#ChampionMom - Teaching Our Children Compassion and Gratitude
Wednesday November 15, 2017
As parents, the list of things you teach your children is endless--from walking and talking, to reading and writing, to attitudes and behaviors, the list is endless.
You are molding your child and helping them grow into happy, successful adults. With the increase of negative messages throughout the news and at our fingertips with social media, it’s even more important to teach children about compassion and gratitude. These values will help them grow to become kind and moral adults.
Studies have shown that kids who practice grateful thinking have more positive attitudes toward school and family. Expressing gratitude helps children and adults to build stronger, more positive and more genuine relationships. People who regularly express gratitude are more likely to be compassionate and forgiving of others, and live healthier and happier lives. Who doesn’t want that for their children?
Here are some great ways to encourage compassion and gratitude with your children.
- Have a moment of thanks each day. This may look like a conversation over dinner, or on the way to an after school activity. This daily tradition can help develop a positive frame of mind. Keep in mind that even small things, like a new toy or receiving a piece of mail is something to be grateful for.
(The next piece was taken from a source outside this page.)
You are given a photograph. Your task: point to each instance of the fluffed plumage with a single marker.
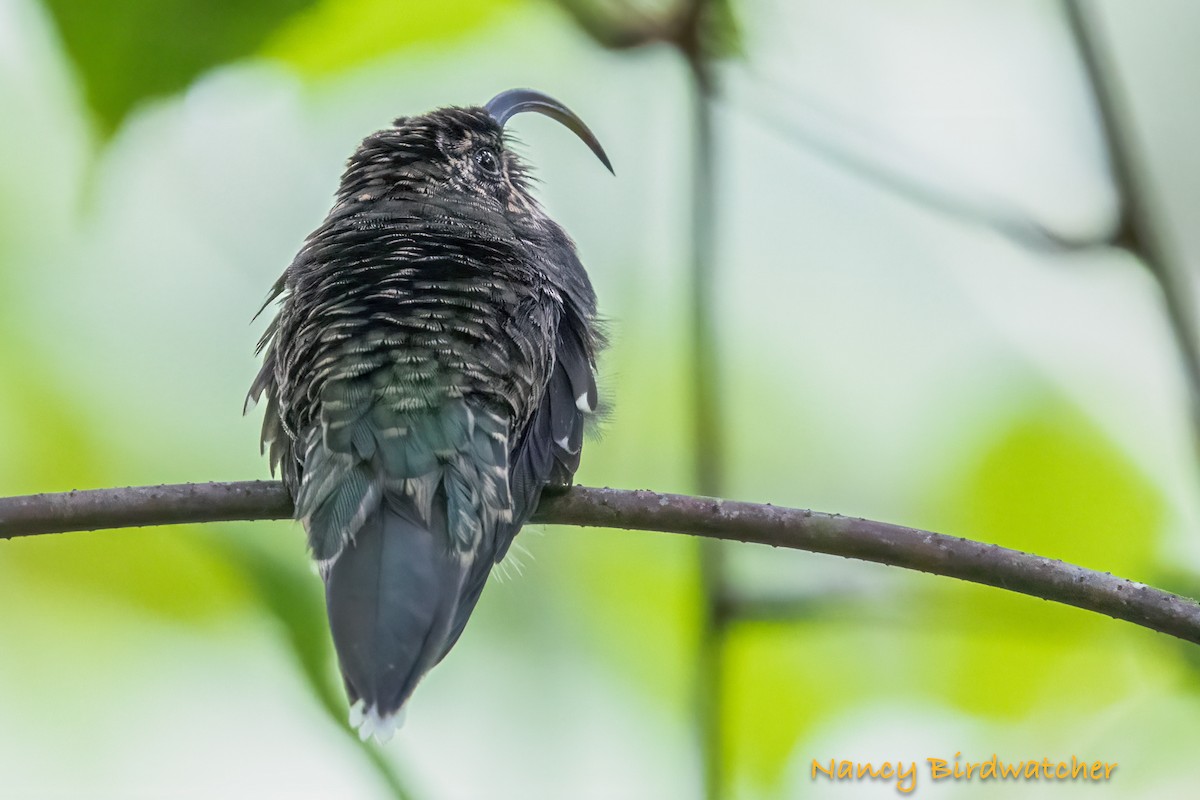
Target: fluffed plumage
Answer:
(429, 373)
Older kids might even prefer to keep a gratitude journal and write down a few things they were thankful for each day before going to bed.
- “It’s better to give than to receive.” This saying has stuck around for a reason - it really does feel great to help someone else out. Depending on their ages, kids can do little tasks for elderly neighbors or at a local food bank. You can even make community service a family activity. When kids give their time and energy to help others, they’re less likely to take things like health, home and family for granted.
- Be a role model. If we wish for our children to become more caring and empathetic we must first model this behavior in our own lives. When engaging with other people, we must try our best to be honest, compassionate and fair. By ensuring that we ‘practice what we preach’, we maximize the likelihood that our children will adopt this moral attitude and behavior and practice it in their own lives.
How you choose to teach and practice gratitude and compassion is entirely up to you. What’s important is to find a way that fits with your family. Implementing these practices will help you raise children who appreciate what they have, show responsibility, have a healthy perspective on material possessions, are generous, and think about the needs of others.